Published 5/17/10 (Modified 3/9/11)
By MoneyBlueBook

A balance transfer credit card can be a useful resource for a credit card debt elimination plan. It allows you to consolidate debt into a single account and may lower your overall interest rate, helping to reduce your monthly payments and pay off your debt more quickly.

Of course, opening a balance transfer credit card on its own won't make your debt evaporate overnight and shouldn't be an excuse to spend more--but if you understand what the balance transfer credit card is for and stay disciplined in your debt payments, it can be a very useful tool.

Ten Steps to Debt Reduction Using Zero Balance Transfer Credit Cards

  1. Make a list of all of your debts--and add them up. This gives you a clear idea of how much you owe, how much the interest rate is on each debt, and what you are currently paying in monthly interest and minimum payments. Awareness is the first step toward being debt-free.
  2. Review the terms of your current debt. If you currently pay little or no interest on at least some of your debt, you may not even need to transfer that part. However, if your existing low interest rate is for an introductory period that is ending soon, you may want to consolidate that debt with the rest.
  3. Find a low interest credit card that can be used to transfer balances. If you don't already have one that will work, apply for a new balance transfer card. If possible, select one with at least a 6- to 12-month introductory period, during which the card issuer charges reduced or even zero interest. Apply for a credit limit sufficient for all the debt you want to consolidate at this time.
  4. Learn the fees associated with any balance transfer.
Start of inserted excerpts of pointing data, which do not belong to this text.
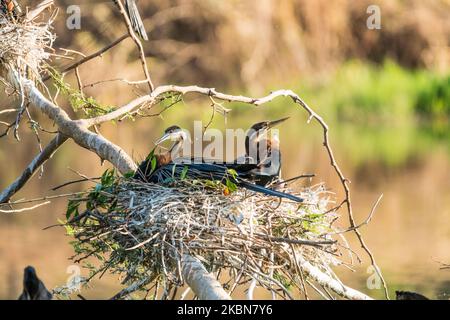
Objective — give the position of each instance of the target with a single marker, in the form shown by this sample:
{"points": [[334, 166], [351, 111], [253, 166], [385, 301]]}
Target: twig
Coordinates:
{"points": [[34, 165], [25, 209], [138, 43], [90, 57]]}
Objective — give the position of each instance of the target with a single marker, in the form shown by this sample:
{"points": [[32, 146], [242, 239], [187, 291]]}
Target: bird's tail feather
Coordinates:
{"points": [[135, 18]]}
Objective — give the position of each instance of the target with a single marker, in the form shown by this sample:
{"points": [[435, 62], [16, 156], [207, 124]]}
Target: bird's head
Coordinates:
{"points": [[266, 125], [173, 133]]}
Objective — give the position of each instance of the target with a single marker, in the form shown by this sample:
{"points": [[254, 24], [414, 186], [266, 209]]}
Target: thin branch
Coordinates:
{"points": [[90, 57], [34, 165], [137, 42], [25, 209]]}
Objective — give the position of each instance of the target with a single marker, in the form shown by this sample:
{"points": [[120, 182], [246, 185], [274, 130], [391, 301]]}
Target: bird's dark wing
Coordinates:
{"points": [[33, 287], [409, 295], [212, 172]]}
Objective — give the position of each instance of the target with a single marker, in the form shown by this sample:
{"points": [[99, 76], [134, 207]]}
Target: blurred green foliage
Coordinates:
{"points": [[378, 114]]}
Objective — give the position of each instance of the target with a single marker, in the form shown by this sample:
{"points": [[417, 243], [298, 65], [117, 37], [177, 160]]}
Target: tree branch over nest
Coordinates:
{"points": [[29, 171]]}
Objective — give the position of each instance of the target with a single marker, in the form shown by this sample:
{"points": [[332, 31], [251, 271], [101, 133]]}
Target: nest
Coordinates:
{"points": [[25, 46], [142, 230]]}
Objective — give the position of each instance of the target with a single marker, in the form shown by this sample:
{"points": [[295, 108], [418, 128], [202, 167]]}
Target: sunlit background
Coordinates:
{"points": [[385, 93]]}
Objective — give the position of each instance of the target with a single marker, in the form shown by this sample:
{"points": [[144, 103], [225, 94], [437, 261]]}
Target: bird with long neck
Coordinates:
{"points": [[155, 161], [262, 159], [161, 167]]}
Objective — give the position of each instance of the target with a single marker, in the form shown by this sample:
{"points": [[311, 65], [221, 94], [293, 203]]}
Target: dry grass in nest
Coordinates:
{"points": [[24, 48], [141, 231]]}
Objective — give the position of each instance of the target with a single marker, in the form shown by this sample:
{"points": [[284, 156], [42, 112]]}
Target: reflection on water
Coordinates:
{"points": [[408, 235]]}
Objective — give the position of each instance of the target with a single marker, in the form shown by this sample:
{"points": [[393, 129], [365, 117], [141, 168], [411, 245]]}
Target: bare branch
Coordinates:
{"points": [[137, 42], [30, 170], [203, 283], [92, 56]]}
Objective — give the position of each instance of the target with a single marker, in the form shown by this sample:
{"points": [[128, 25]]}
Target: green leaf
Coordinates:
{"points": [[72, 209], [153, 164], [233, 173], [184, 172]]}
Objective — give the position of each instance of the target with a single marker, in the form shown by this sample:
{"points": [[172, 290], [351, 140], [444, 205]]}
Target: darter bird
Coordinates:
{"points": [[10, 9], [158, 168], [135, 18], [33, 287]]}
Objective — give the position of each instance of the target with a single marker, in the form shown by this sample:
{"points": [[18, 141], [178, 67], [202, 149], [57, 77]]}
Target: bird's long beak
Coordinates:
{"points": [[165, 137], [272, 124]]}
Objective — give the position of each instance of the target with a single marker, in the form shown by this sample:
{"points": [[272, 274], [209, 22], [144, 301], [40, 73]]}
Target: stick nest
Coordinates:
{"points": [[142, 230], [25, 46]]}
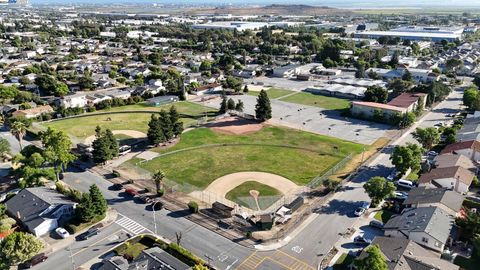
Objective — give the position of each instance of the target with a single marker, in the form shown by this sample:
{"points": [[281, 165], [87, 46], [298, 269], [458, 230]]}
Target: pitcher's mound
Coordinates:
{"points": [[235, 126]]}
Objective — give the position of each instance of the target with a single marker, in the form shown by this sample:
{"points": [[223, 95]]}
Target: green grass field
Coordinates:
{"points": [[331, 103], [274, 151], [273, 93], [85, 126]]}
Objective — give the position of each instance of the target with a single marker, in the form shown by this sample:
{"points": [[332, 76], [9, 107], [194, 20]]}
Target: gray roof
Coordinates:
{"points": [[404, 254], [423, 195], [32, 205], [431, 220]]}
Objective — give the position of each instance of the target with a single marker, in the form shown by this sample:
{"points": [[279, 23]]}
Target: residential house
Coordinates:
{"points": [[40, 209], [33, 112], [427, 226], [448, 200], [470, 149], [456, 178], [161, 100], [449, 160], [152, 258], [209, 88], [404, 254]]}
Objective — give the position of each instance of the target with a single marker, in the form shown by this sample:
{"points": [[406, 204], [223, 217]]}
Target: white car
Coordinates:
{"points": [[359, 211], [62, 232], [400, 195]]}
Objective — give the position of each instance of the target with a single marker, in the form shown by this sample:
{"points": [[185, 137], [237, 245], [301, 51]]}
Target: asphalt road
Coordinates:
{"points": [[308, 246], [336, 217], [223, 253]]}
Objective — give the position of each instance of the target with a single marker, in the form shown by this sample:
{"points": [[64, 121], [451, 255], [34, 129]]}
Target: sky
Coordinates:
{"points": [[332, 3]]}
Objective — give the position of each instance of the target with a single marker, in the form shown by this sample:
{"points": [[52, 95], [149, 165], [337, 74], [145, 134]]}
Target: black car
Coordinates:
{"points": [[36, 260], [117, 187], [90, 233]]}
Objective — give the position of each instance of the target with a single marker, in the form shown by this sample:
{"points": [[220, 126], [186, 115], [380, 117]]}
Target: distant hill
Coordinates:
{"points": [[269, 10]]}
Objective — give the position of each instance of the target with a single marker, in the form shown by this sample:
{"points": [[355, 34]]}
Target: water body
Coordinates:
{"points": [[331, 3]]}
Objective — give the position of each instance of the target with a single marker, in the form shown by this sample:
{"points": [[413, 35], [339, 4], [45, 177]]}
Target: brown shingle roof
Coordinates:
{"points": [[473, 144], [405, 100], [378, 105], [456, 172]]}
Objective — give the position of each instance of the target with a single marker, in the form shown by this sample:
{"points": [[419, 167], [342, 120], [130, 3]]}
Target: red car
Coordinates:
{"points": [[131, 191]]}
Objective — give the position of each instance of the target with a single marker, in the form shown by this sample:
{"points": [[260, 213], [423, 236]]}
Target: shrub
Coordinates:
{"points": [[193, 207], [183, 255]]}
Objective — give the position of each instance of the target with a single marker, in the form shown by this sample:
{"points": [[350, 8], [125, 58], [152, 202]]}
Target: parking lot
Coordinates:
{"points": [[313, 119]]}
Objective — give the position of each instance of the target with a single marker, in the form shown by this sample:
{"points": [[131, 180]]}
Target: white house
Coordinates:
{"points": [[456, 178], [427, 226], [40, 209]]}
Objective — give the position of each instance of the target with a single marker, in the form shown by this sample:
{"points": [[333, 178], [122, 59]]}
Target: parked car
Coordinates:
{"points": [[376, 224], [359, 211], [360, 240], [89, 233], [117, 187], [405, 184], [62, 232], [400, 195], [39, 258]]}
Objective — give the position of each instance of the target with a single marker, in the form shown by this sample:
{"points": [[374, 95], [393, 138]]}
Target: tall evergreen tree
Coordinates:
{"points": [[263, 109], [155, 133], [223, 105], [175, 120]]}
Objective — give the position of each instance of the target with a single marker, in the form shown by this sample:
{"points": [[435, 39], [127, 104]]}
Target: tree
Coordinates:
{"points": [[157, 178], [85, 210], [57, 146], [105, 146], [223, 105], [4, 147], [407, 157], [376, 94], [263, 109], [239, 106], [177, 125], [98, 201], [19, 247], [373, 260], [18, 129], [427, 137], [230, 104], [378, 188]]}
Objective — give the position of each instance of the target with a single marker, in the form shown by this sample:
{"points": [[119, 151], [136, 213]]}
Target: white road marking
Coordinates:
{"points": [[130, 225]]}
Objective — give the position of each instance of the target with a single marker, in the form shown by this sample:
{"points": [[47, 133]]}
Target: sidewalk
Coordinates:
{"points": [[53, 245]]}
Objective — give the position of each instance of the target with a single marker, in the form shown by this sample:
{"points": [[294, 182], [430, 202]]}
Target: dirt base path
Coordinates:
{"points": [[131, 133], [224, 184]]}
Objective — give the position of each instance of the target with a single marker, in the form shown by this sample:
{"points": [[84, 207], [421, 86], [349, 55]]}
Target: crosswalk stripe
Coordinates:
{"points": [[130, 225]]}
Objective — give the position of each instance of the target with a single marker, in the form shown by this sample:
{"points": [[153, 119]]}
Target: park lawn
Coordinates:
{"points": [[269, 135], [383, 216], [84, 126], [273, 93], [330, 103], [343, 262], [200, 167], [243, 190]]}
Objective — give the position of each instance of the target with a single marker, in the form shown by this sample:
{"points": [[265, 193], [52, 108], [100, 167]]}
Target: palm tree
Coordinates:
{"points": [[158, 179], [18, 129]]}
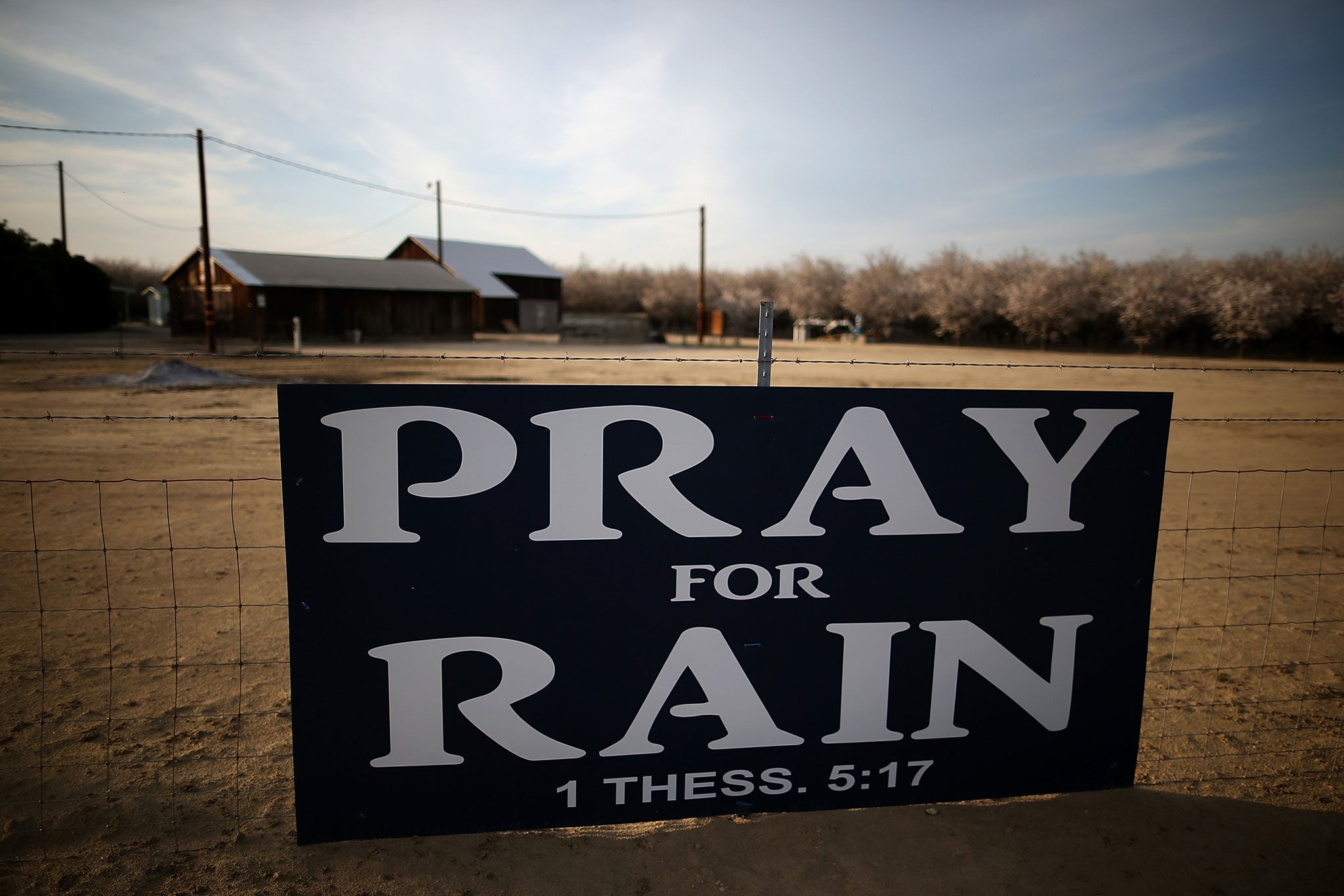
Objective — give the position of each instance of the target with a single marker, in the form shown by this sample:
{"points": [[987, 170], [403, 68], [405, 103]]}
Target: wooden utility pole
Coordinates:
{"points": [[699, 302], [207, 274], [61, 176]]}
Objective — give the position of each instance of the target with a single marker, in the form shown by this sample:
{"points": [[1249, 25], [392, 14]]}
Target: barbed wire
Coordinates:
{"points": [[656, 359]]}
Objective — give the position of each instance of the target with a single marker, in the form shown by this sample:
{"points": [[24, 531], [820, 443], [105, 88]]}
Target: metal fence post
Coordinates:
{"points": [[765, 343]]}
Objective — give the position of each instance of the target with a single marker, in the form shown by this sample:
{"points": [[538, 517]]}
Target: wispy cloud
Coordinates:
{"points": [[1163, 147], [24, 115]]}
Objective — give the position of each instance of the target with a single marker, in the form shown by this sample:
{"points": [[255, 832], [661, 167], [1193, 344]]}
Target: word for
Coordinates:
{"points": [[764, 580]]}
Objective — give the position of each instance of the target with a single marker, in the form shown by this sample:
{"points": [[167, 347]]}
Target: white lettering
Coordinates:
{"points": [[415, 701], [730, 696], [891, 480], [577, 437], [1049, 484], [961, 641], [864, 682], [370, 488]]}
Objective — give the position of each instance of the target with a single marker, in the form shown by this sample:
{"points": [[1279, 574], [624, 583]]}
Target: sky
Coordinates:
{"points": [[833, 129]]}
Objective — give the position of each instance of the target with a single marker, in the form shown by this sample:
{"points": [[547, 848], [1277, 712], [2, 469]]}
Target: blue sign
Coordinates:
{"points": [[531, 606]]}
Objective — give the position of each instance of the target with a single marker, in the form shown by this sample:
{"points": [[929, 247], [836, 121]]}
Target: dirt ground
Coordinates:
{"points": [[144, 735]]}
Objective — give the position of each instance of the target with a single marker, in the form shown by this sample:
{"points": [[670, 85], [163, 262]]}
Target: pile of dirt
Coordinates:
{"points": [[175, 374]]}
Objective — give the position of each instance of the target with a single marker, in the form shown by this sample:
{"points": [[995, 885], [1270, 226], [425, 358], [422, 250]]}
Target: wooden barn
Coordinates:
{"points": [[332, 296], [519, 292]]}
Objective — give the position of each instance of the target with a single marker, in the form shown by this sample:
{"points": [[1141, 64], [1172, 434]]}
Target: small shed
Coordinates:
{"points": [[519, 292], [156, 305], [333, 296]]}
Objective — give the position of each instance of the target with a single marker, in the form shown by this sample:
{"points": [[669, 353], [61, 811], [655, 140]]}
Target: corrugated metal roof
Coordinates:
{"points": [[333, 272], [479, 264]]}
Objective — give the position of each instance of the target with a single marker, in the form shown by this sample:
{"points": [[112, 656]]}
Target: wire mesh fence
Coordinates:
{"points": [[144, 640], [146, 653], [146, 664]]}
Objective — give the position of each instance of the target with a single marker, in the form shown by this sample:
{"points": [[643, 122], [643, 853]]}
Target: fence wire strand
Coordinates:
{"points": [[662, 359]]}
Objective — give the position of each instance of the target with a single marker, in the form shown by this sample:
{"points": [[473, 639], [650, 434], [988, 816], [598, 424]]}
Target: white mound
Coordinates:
{"points": [[177, 374]]}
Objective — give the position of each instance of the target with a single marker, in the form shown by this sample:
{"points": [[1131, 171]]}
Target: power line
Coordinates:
{"points": [[110, 205], [105, 133], [356, 180], [446, 202], [650, 359], [359, 233]]}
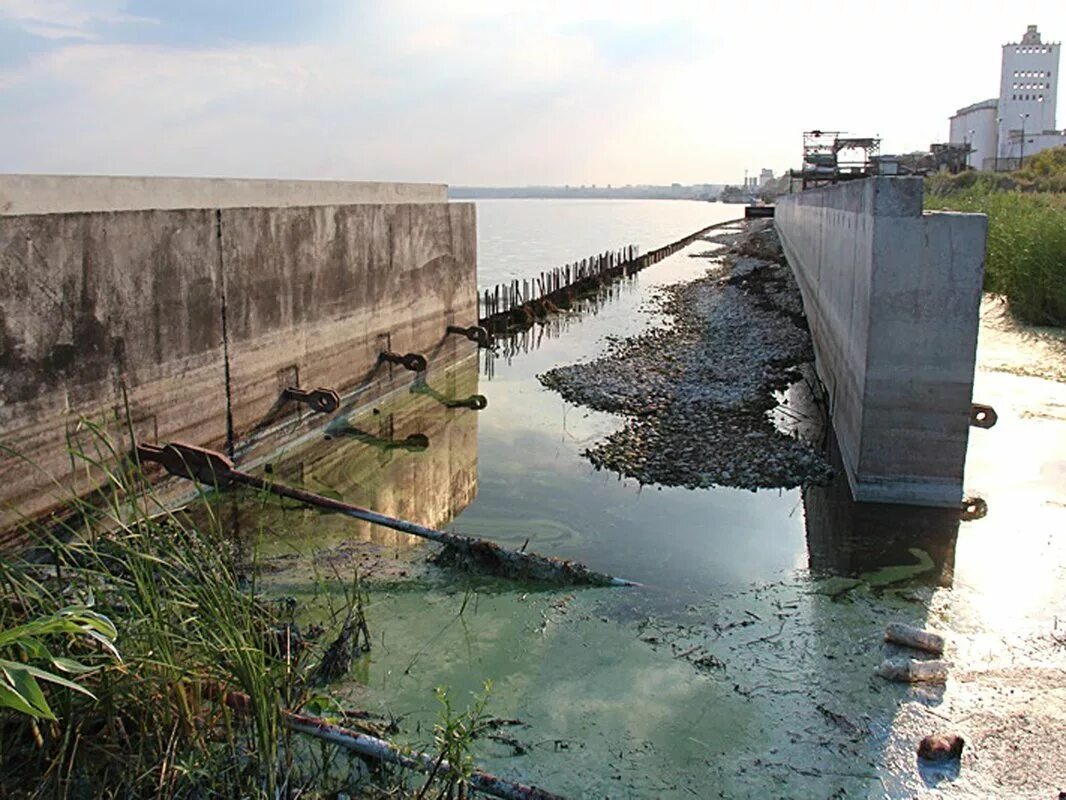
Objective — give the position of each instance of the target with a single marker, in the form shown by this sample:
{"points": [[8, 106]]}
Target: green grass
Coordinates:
{"points": [[1027, 246], [144, 714]]}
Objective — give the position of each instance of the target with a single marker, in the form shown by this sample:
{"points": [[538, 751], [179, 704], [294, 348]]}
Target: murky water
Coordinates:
{"points": [[745, 665]]}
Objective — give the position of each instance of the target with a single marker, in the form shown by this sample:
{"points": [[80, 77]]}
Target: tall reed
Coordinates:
{"points": [[1027, 248]]}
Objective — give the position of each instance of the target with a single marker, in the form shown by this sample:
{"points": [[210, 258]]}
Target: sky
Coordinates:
{"points": [[491, 93]]}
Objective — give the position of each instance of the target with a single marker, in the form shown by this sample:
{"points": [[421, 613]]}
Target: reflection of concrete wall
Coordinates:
{"points": [[891, 297], [850, 538], [37, 194], [163, 307], [427, 486], [317, 293]]}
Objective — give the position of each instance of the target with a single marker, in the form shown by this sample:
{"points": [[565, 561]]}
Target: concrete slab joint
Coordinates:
{"points": [[192, 316], [892, 298]]}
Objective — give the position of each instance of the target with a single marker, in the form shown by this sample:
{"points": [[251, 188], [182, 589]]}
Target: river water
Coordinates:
{"points": [[744, 667]]}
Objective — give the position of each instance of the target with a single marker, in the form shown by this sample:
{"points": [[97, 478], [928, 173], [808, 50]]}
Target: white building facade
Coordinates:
{"points": [[1021, 121]]}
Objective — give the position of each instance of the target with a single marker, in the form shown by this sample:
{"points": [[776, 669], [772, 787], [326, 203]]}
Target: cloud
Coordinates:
{"points": [[65, 19], [472, 92]]}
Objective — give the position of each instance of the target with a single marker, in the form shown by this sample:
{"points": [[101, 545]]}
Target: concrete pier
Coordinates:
{"points": [[193, 321], [892, 298]]}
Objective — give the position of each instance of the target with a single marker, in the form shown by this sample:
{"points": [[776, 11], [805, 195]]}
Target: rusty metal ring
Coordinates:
{"points": [[324, 401], [415, 362], [983, 416], [478, 402]]}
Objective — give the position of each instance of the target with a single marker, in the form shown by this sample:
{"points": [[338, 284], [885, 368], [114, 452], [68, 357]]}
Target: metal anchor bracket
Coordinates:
{"points": [[321, 400], [414, 362], [983, 416], [474, 333]]}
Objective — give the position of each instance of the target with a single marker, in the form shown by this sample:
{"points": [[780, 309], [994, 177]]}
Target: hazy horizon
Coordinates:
{"points": [[485, 95]]}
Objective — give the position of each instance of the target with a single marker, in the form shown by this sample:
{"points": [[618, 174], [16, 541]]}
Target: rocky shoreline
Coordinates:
{"points": [[697, 393]]}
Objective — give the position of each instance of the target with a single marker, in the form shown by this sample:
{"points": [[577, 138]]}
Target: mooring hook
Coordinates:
{"points": [[414, 362], [416, 442], [983, 416], [321, 400], [474, 333], [973, 508], [189, 461]]}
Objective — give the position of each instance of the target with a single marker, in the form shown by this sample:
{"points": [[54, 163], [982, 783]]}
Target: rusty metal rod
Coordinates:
{"points": [[211, 467]]}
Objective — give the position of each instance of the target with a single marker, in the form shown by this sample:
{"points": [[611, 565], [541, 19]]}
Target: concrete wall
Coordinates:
{"points": [[197, 319], [36, 194], [892, 300]]}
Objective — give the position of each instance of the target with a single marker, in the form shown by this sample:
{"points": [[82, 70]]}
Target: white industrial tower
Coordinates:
{"points": [[1029, 85], [1021, 121]]}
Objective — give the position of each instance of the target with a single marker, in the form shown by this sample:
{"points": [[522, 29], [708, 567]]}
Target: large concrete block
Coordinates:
{"points": [[315, 294], [103, 316], [25, 194], [892, 299], [190, 323]]}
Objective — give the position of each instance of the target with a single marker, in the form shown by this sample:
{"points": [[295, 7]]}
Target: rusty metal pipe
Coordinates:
{"points": [[211, 467]]}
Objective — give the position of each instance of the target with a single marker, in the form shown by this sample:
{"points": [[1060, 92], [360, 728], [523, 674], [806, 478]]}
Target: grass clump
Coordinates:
{"points": [[178, 674], [1027, 244]]}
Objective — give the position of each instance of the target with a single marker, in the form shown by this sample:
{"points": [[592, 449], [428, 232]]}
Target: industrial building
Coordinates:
{"points": [[1002, 131]]}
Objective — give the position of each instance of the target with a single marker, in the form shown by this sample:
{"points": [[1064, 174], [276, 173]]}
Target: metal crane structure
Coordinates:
{"points": [[829, 157]]}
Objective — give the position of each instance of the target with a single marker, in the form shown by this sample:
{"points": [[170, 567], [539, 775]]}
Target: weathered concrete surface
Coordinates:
{"points": [[198, 319], [29, 194], [315, 294], [93, 305], [892, 300]]}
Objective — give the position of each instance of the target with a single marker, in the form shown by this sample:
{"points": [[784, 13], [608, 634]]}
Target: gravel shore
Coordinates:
{"points": [[697, 394]]}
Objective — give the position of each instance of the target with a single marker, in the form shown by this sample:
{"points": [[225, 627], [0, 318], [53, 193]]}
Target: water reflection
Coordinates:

There are two typical balance transfer fees: an upfront fee at the time of transfer, plus an interest rate to be charged monthly until the balance is paid off. Try to obtain a zero balance transfer credit card, if possible, which may charge only one type of fee during your introductory period--or possibly no fee during the intro period.
  5. Read the fine print about your balance transfer terms. Many low interest transfer credit cards will charge you a higher-than-promoted rate if you make any late payments or otherwise violate their terms, especially during the introductory period. This can potentially cost you even more than before you transferred your debt--so be forewarned, plan ahead, and figure out a way to commit to paying on time.
  6. Transfer your target debt to the low interest credit card, then review and update your list of debts. Create an overall debt repayment plan based on your budget and income, and commit to pay it all off within your chosen timeframe. Avoid adding new debt and making unbudgeted purchases--and use any unexpected income (a raise, overtime, a side gig) to pay it down even faster.
  7. Pay more than the minimum required total payment. As long as you can pay more than just interest on all your debt, you can pay down your debt and eliminate it over time. But it will take more than just the minimum payment to pay off credit card debt within a reasonable timeframe. The Federal Trade Commission's credit card calculator shows you just how much time you can save by paying down more.
  8. Pay down any remaining higher interest debt first. If you were unable to consolidate all debt on your low interest credit card, pay only the minimum monthly amount on your lower interest rate debt, and then put the difference from your planned monthly debt payoff amount toward paying off your highest interest debt faster.
  9. Don't assume you can transfer debt balances indefinitely. When the interest rate on your consolidated debt goes up after the introductory period, you may consider a second balance transfer. While this strategy has worked for some, this usually means you'll need to obtain a new zero balance transfer credit card. Be aware that too many new accounts can negatively affect your credit score, and that credit card companies may simply stop approving you for the new offers. Ideally, you should just select a decent zero balance transfer credit card with a low ongoing interest rate to begin with to avoid getting caught again in the cycle of perpetual new accounts and transfers.
  10. Do something nice to reward yourself. Eliminating the burden of debt is a reward in itself--but don't forget to find little ways to reward yourself inexpensively along the way. This will help you stay motivated and continue to enjoy life as you should. Once you pay off your debt, do something nice for yourself and your family--and pay cash! It took a lot of effort, but you've made it.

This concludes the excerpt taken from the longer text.